IN THE SEYCHELLES COURT OF APPEAL
[Coram: A. Fernando (JA) , M. Twomey (JA) , B. Renaud (J.)]
Civil Appeal SCA 08/2017
(Appeal from Supreme Court Decision CS 339/2010)
Heard: 29 May 2019
Counsel: Mr. Basil Hoareau for the Appellant
Mr. Anthony Derjacques for the Respondents
Delivered: 10 May 2019
B. Renaud (J.A)
Plaintiff’s (Appellant’s) case
The Plaintiff (now Appellant) entered a Plaint in the Supreme Court of 24th November, 2010 in case CS 339/10 and complained that on 25th October 2007 he sold and transferred adjoining Parcels C948 and C949, including all immovables attached thereto, to the Defendants (now Respondents) for SR1,245,000.00. He averred that at the material time the sale price was less than half of the real value of the parcels or alternatively the price was less than half of the real value of the parcels along with the immovable attached.

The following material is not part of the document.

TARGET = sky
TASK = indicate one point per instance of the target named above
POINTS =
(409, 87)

He prayed the Court to (i) declare the contract of sale of Parcels C948 and C949 or the contract of sale of parcels C948 and C949, along, with the attached immovable the transfer thereof liable to be rescinded on the ground of lesion; (ii) rescind the contract of sale and/or the transfer on the ground of lesion, (iii) order the Land Registrar to rectify the register in respect of parcels C948 and C949 and register the Plaintiff as the sole proprietor of those parcels of land; and, (iv) make any other order the court deems fit and necessary.
He filed a preliminary motion for the appointment of 3 valuers for the property in issue which motion was granted on 24th May, 2012.
Defendants’ (Respondent’s) case
On 10th March, 2011 the Defendants (now Respondents) filed their Statement of Defence which included a Plea in Limine Litis, the outcome of which is not in issue before us.
They admitted the other averments but denied paragraph 4 of the Plaint and contended that the movables were transferred and paid for under a separate agreement. They also denied the averments in paragraph 5 of the Plaint and contended that the Appellant was paid the correct market value price and further added advantages and sums paid over and above the market value. They averred that the Appellant was a trespasser and must vacate the said property. They prayed for an order dismissing the Plaint with costs.
Decision of the Supreme Court
The Learned Trial Judge delivered judgment in this suit on 2nd March, 2017 and inter alia stated at paragraph 70 of his Judgment concluded as follows –
“On a balance of probabilities I find that the Plaintiff and Defendants agreed a price for the heritable subjects that is the land, at SR1, 245,000.00. This fell within the normal range. I find that an extra payment was agreed to be remitted in Seychelles Rupees and in US Dollars as aforesaid and was done. This extra payment plus the payment for the land was the price agreed between a willing buyer and a willing seller for the whole subjects. I disregard the valuation of SR12, 125,000.00, it has no real relevance, it is grossly excessive and is not a figure on which lesion can be based. I reject each application by the Plaintiff in his Plaint. I find that the First and Second Defendants are correctly registered as the co-proprietors of parcels of land C948 and C949 in the Land register”.
At paragraph 71 the Learned Trial Judge stated –
“The Plaintiff’s case fails and I find for the Defendants. The Plaintiff is in unlawful possession of the property and the Defendants are now entitled to enter and take possession of the whole property”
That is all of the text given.